Natura Cosmeticos’ position as the leading cosmetics company in Brazil may ultimately depend on its ability to connect to international markets, according to Euromonitor International.
Marlous Kuiper, non-store manager of beauty and personal care, pointed out that whilst the company still had a competitive edge in Brazil, it was also facing fierce competition on its own turf.
The company’s market share in the country hit a wall and declined from 14% to 13% in 2012 as a result of strengthening competition from its rivals, despite substantial revenue growth and the launch of new product lines.
Kuiper also pointed out some of the company’s strengths, including a “surprisingly solid” presence in the ten fastest growing beauty markets in the world- including Brazil itself, but also Argentina and Mexico- and growing revenue and growth in its international operations.
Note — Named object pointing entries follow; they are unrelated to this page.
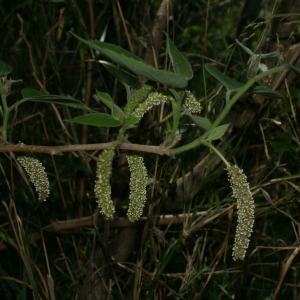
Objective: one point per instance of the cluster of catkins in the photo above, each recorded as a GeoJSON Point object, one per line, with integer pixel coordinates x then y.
{"type": "Point", "coordinates": [245, 206]}
{"type": "Point", "coordinates": [138, 182]}
{"type": "Point", "coordinates": [140, 102]}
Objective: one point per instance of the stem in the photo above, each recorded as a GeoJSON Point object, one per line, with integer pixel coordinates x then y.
{"type": "Point", "coordinates": [210, 145]}
{"type": "Point", "coordinates": [5, 118]}
{"type": "Point", "coordinates": [226, 110]}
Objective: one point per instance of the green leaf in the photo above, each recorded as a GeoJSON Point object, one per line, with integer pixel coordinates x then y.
{"type": "Point", "coordinates": [97, 119]}
{"type": "Point", "coordinates": [131, 121]}
{"type": "Point", "coordinates": [229, 83]}
{"type": "Point", "coordinates": [282, 143]}
{"type": "Point", "coordinates": [217, 133]}
{"type": "Point", "coordinates": [37, 96]}
{"type": "Point", "coordinates": [136, 64]}
{"type": "Point", "coordinates": [117, 112]}
{"type": "Point", "coordinates": [262, 90]}
{"type": "Point", "coordinates": [179, 62]}
{"type": "Point", "coordinates": [4, 68]}
{"type": "Point", "coordinates": [122, 75]}
{"type": "Point", "coordinates": [201, 122]}
{"type": "Point", "coordinates": [266, 55]}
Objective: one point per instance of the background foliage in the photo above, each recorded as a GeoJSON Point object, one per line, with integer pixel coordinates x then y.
{"type": "Point", "coordinates": [187, 254]}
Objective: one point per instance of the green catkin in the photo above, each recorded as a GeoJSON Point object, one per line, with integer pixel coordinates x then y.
{"type": "Point", "coordinates": [136, 98]}
{"type": "Point", "coordinates": [191, 103]}
{"type": "Point", "coordinates": [245, 206]}
{"type": "Point", "coordinates": [138, 183]}
{"type": "Point", "coordinates": [154, 98]}
{"type": "Point", "coordinates": [102, 185]}
{"type": "Point", "coordinates": [37, 175]}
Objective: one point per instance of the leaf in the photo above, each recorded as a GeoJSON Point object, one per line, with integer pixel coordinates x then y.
{"type": "Point", "coordinates": [217, 133]}
{"type": "Point", "coordinates": [131, 121]}
{"type": "Point", "coordinates": [117, 112]}
{"type": "Point", "coordinates": [266, 55]}
{"type": "Point", "coordinates": [229, 83]}
{"type": "Point", "coordinates": [136, 64]}
{"type": "Point", "coordinates": [201, 122]}
{"type": "Point", "coordinates": [34, 95]}
{"type": "Point", "coordinates": [97, 119]}
{"type": "Point", "coordinates": [179, 62]}
{"type": "Point", "coordinates": [122, 75]}
{"type": "Point", "coordinates": [262, 90]}
{"type": "Point", "coordinates": [4, 68]}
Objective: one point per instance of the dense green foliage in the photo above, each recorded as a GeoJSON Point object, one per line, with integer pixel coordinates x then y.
{"type": "Point", "coordinates": [85, 65]}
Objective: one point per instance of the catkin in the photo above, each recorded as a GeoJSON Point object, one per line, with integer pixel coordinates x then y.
{"type": "Point", "coordinates": [102, 185]}
{"type": "Point", "coordinates": [138, 183]}
{"type": "Point", "coordinates": [191, 103]}
{"type": "Point", "coordinates": [245, 206]}
{"type": "Point", "coordinates": [37, 175]}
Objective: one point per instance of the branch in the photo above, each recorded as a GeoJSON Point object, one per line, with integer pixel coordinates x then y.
{"type": "Point", "coordinates": [58, 150]}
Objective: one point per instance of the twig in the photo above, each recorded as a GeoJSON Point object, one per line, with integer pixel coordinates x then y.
{"type": "Point", "coordinates": [58, 150]}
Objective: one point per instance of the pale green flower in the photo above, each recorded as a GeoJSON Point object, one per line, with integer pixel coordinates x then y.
{"type": "Point", "coordinates": [245, 206]}
{"type": "Point", "coordinates": [102, 185]}
{"type": "Point", "coordinates": [154, 98]}
{"type": "Point", "coordinates": [191, 103]}
{"type": "Point", "coordinates": [138, 183]}
{"type": "Point", "coordinates": [37, 175]}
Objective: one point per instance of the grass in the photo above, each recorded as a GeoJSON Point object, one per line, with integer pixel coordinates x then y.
{"type": "Point", "coordinates": [182, 246]}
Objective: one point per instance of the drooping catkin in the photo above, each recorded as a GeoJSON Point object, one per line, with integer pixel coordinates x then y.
{"type": "Point", "coordinates": [138, 183]}
{"type": "Point", "coordinates": [191, 103]}
{"type": "Point", "coordinates": [245, 206]}
{"type": "Point", "coordinates": [102, 185]}
{"type": "Point", "coordinates": [37, 175]}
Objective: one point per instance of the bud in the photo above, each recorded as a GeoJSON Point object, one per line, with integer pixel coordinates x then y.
{"type": "Point", "coordinates": [102, 185]}
{"type": "Point", "coordinates": [191, 103]}
{"type": "Point", "coordinates": [138, 183]}
{"type": "Point", "coordinates": [37, 175]}
{"type": "Point", "coordinates": [154, 98]}
{"type": "Point", "coordinates": [245, 206]}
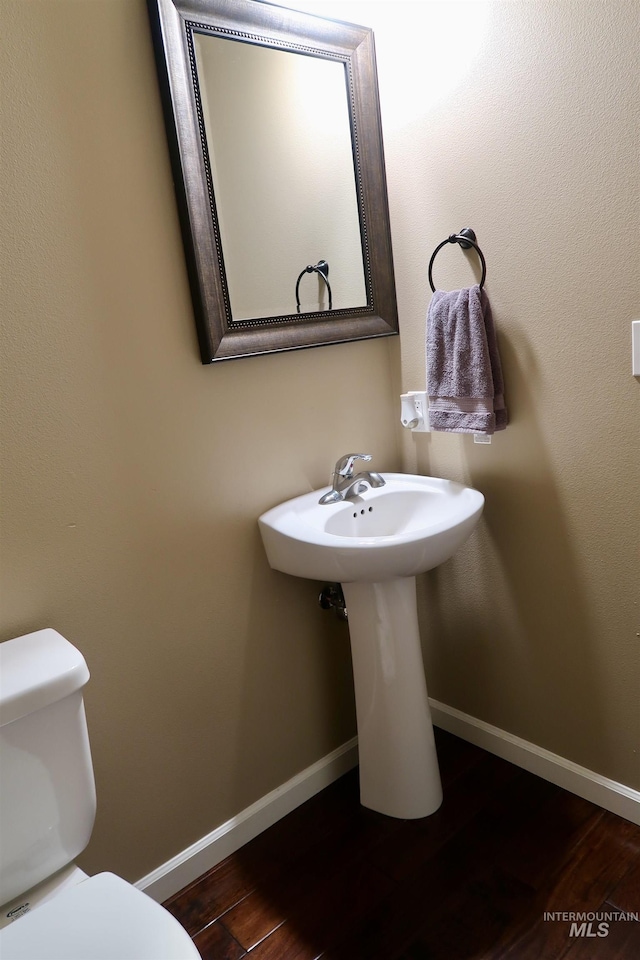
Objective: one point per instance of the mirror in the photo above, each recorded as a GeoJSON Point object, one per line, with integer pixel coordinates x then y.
{"type": "Point", "coordinates": [274, 132]}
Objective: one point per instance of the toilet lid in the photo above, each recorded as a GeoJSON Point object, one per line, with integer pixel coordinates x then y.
{"type": "Point", "coordinates": [102, 918]}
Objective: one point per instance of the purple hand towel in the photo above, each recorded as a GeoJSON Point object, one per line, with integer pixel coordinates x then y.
{"type": "Point", "coordinates": [464, 373]}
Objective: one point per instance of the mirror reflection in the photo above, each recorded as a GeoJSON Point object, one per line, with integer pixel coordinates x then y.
{"type": "Point", "coordinates": [279, 140]}
{"type": "Point", "coordinates": [274, 132]}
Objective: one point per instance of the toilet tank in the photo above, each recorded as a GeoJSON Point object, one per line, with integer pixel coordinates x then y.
{"type": "Point", "coordinates": [47, 790]}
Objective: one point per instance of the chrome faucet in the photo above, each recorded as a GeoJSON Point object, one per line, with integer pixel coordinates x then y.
{"type": "Point", "coordinates": [346, 486]}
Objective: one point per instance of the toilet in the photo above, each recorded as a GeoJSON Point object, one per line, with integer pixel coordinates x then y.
{"type": "Point", "coordinates": [52, 910]}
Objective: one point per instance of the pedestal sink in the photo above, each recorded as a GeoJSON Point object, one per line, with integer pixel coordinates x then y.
{"type": "Point", "coordinates": [374, 545]}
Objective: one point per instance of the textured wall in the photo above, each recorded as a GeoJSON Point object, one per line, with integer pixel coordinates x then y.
{"type": "Point", "coordinates": [132, 476]}
{"type": "Point", "coordinates": [535, 627]}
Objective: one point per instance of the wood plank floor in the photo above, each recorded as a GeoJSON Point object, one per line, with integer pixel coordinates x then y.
{"type": "Point", "coordinates": [471, 882]}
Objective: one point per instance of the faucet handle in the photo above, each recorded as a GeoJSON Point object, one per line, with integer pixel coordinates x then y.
{"type": "Point", "coordinates": [344, 466]}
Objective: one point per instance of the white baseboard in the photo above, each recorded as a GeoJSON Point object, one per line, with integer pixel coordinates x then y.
{"type": "Point", "coordinates": [226, 839]}
{"type": "Point", "coordinates": [613, 796]}
{"type": "Point", "coordinates": [201, 856]}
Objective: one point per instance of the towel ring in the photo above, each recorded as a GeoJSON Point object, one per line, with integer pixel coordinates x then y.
{"type": "Point", "coordinates": [322, 269]}
{"type": "Point", "coordinates": [466, 238]}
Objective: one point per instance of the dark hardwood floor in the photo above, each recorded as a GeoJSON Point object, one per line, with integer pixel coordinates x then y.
{"type": "Point", "coordinates": [472, 882]}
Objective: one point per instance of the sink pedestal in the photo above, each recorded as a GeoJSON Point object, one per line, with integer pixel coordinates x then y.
{"type": "Point", "coordinates": [399, 774]}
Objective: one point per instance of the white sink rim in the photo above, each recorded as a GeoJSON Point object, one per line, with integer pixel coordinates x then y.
{"type": "Point", "coordinates": [297, 543]}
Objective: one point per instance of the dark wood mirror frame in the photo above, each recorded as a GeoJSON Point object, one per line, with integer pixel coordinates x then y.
{"type": "Point", "coordinates": [220, 336]}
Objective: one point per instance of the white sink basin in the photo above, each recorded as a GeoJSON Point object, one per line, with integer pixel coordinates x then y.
{"type": "Point", "coordinates": [410, 525]}
{"type": "Point", "coordinates": [374, 546]}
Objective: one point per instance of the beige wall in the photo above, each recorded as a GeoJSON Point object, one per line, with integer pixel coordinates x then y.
{"type": "Point", "coordinates": [132, 475]}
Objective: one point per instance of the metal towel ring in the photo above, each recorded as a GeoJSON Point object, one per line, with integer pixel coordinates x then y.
{"type": "Point", "coordinates": [322, 269]}
{"type": "Point", "coordinates": [466, 238]}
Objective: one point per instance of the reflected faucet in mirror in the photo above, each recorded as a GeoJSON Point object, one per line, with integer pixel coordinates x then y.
{"type": "Point", "coordinates": [254, 166]}
{"type": "Point", "coordinates": [346, 486]}
{"type": "Point", "coordinates": [322, 269]}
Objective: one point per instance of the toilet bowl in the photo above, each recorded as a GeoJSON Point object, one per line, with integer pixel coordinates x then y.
{"type": "Point", "coordinates": [52, 910]}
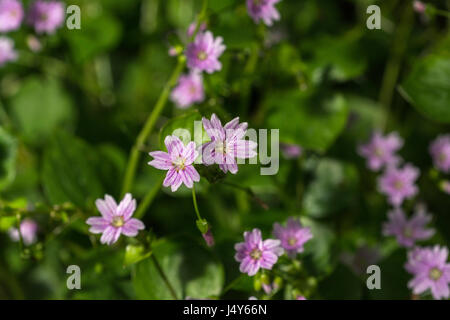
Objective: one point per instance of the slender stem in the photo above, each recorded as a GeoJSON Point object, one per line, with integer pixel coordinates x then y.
{"type": "Point", "coordinates": [148, 126]}
{"type": "Point", "coordinates": [164, 277]}
{"type": "Point", "coordinates": [194, 199]}
{"type": "Point", "coordinates": [393, 66]}
{"type": "Point", "coordinates": [148, 199]}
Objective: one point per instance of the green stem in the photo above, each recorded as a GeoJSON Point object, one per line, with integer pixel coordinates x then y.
{"type": "Point", "coordinates": [392, 71]}
{"type": "Point", "coordinates": [164, 277]}
{"type": "Point", "coordinates": [194, 199]}
{"type": "Point", "coordinates": [148, 126]}
{"type": "Point", "coordinates": [149, 197]}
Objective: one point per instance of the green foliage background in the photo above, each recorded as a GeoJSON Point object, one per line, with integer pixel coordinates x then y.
{"type": "Point", "coordinates": [70, 114]}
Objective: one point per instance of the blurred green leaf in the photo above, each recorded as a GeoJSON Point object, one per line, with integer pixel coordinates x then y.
{"type": "Point", "coordinates": [333, 189]}
{"type": "Point", "coordinates": [40, 107]}
{"type": "Point", "coordinates": [69, 171]}
{"type": "Point", "coordinates": [302, 121]}
{"type": "Point", "coordinates": [427, 87]}
{"type": "Point", "coordinates": [192, 270]}
{"type": "Point", "coordinates": [8, 151]}
{"type": "Point", "coordinates": [184, 127]}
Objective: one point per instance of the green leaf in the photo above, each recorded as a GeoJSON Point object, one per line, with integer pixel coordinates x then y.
{"type": "Point", "coordinates": [40, 107]}
{"type": "Point", "coordinates": [8, 151]}
{"type": "Point", "coordinates": [69, 171]}
{"type": "Point", "coordinates": [427, 87]}
{"type": "Point", "coordinates": [333, 189]}
{"type": "Point", "coordinates": [303, 120]}
{"type": "Point", "coordinates": [188, 127]}
{"type": "Point", "coordinates": [134, 254]}
{"type": "Point", "coordinates": [191, 269]}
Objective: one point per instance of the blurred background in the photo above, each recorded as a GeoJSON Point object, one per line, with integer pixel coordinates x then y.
{"type": "Point", "coordinates": [71, 111]}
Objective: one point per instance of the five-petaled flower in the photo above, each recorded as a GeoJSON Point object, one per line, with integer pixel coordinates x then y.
{"type": "Point", "coordinates": [430, 270]}
{"type": "Point", "coordinates": [203, 54]}
{"type": "Point", "coordinates": [263, 10]}
{"type": "Point", "coordinates": [227, 144]}
{"type": "Point", "coordinates": [380, 151]}
{"type": "Point", "coordinates": [115, 219]}
{"type": "Point", "coordinates": [255, 253]}
{"type": "Point", "coordinates": [292, 237]}
{"type": "Point", "coordinates": [178, 161]}
{"type": "Point", "coordinates": [398, 184]}
{"type": "Point", "coordinates": [407, 231]}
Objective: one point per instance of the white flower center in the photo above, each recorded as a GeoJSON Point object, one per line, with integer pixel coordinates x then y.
{"type": "Point", "coordinates": [202, 55]}
{"type": "Point", "coordinates": [117, 222]}
{"type": "Point", "coordinates": [435, 274]}
{"type": "Point", "coordinates": [256, 254]}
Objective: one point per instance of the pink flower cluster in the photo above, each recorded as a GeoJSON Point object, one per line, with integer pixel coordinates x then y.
{"type": "Point", "coordinates": [43, 16]}
{"type": "Point", "coordinates": [430, 271]}
{"type": "Point", "coordinates": [255, 253]}
{"type": "Point", "coordinates": [227, 144]}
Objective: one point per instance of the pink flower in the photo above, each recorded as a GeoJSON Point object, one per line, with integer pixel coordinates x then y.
{"type": "Point", "coordinates": [407, 231]}
{"type": "Point", "coordinates": [204, 52]}
{"type": "Point", "coordinates": [398, 184]}
{"type": "Point", "coordinates": [193, 25]}
{"type": "Point", "coordinates": [11, 15]}
{"type": "Point", "coordinates": [209, 238]}
{"type": "Point", "coordinates": [380, 151]}
{"type": "Point", "coordinates": [46, 16]}
{"type": "Point", "coordinates": [28, 229]}
{"type": "Point", "coordinates": [7, 52]}
{"type": "Point", "coordinates": [291, 151]}
{"type": "Point", "coordinates": [188, 91]}
{"type": "Point", "coordinates": [255, 253]}
{"type": "Point", "coordinates": [178, 161]}
{"type": "Point", "coordinates": [263, 10]}
{"type": "Point", "coordinates": [430, 270]}
{"type": "Point", "coordinates": [292, 237]}
{"type": "Point", "coordinates": [440, 151]}
{"type": "Point", "coordinates": [115, 219]}
{"type": "Point", "coordinates": [419, 6]}
{"type": "Point", "coordinates": [227, 143]}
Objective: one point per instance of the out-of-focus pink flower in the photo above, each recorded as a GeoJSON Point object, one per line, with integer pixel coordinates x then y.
{"type": "Point", "coordinates": [115, 219]}
{"type": "Point", "coordinates": [189, 90]}
{"type": "Point", "coordinates": [7, 52]}
{"type": "Point", "coordinates": [28, 229]}
{"type": "Point", "coordinates": [227, 144]}
{"type": "Point", "coordinates": [255, 253]}
{"type": "Point", "coordinates": [440, 151]}
{"type": "Point", "coordinates": [380, 151]}
{"type": "Point", "coordinates": [407, 231]}
{"type": "Point", "coordinates": [193, 25]}
{"type": "Point", "coordinates": [11, 15]}
{"type": "Point", "coordinates": [292, 237]}
{"type": "Point", "coordinates": [46, 16]}
{"type": "Point", "coordinates": [34, 44]}
{"type": "Point", "coordinates": [178, 161]}
{"type": "Point", "coordinates": [399, 184]}
{"type": "Point", "coordinates": [419, 6]}
{"type": "Point", "coordinates": [430, 271]}
{"type": "Point", "coordinates": [203, 54]}
{"type": "Point", "coordinates": [291, 151]}
{"type": "Point", "coordinates": [263, 10]}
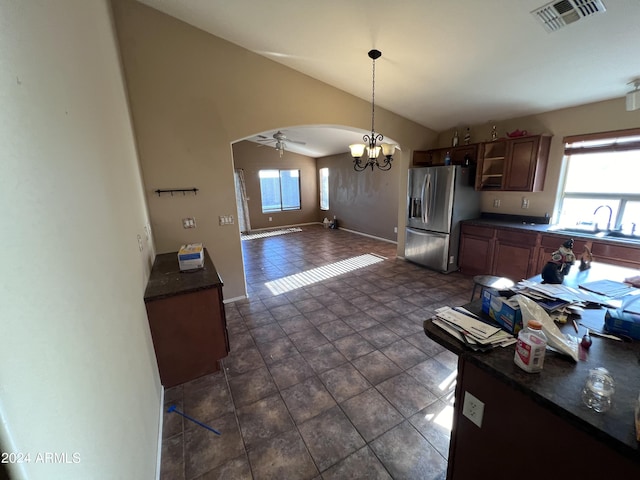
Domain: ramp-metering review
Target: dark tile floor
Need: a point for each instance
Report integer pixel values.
(334, 379)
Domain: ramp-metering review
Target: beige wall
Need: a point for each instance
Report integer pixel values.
(366, 202)
(77, 368)
(252, 158)
(595, 117)
(192, 95)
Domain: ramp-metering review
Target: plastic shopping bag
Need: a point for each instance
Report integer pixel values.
(555, 338)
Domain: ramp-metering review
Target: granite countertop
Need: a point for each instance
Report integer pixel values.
(167, 280)
(558, 387)
(541, 225)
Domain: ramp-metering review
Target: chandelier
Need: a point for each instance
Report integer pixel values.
(371, 141)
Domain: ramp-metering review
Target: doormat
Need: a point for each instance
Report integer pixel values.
(272, 233)
(309, 277)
He commented: “Natura continues to make substantial sales gains, but rising competition at home and softening demand for direct selling saw its share slip in 2012.”
Direct selling could be a weak link
Natura’s strongest roots are in Brazil, a single market which accounts for around 90 percent of its overall sales.
The company’s strong presence in direct selling is now being counterbalanced by its difficulties with weak product launches and a reduced demand for this form of marketing.
Kuiper also noted that the company had not been proactive in launching a global beauty brand with a Brazilian flavor onto the market.
As a result, revenue growth was disappointing over this quarter.
Natura’s problems were exacerbated by increased competition from specialized beauty retailers like Botica.
Natura’s responses and options
Kuiper approves of some of Natura’s responses, such as their improvement of their international operations division, which is showing “strong revenue growth and significant improvements in profitability.”
The company also launched liquid soaps and moisturizers in its cheaper SOU sub-brand, with more products in these categories planned for later in the year.
Kuiper commented that the company has grown its shares in both Brazil and Mexico over the review period of 2007-2012, which is good news thanks to the high growth expected in those markets.
He noted: “This reflects the company’s expansion strategy, but importantly also underlines that its long term development does not only depend on Brazil.”
“Ultimately, however, Natura may need to seek other international markets.”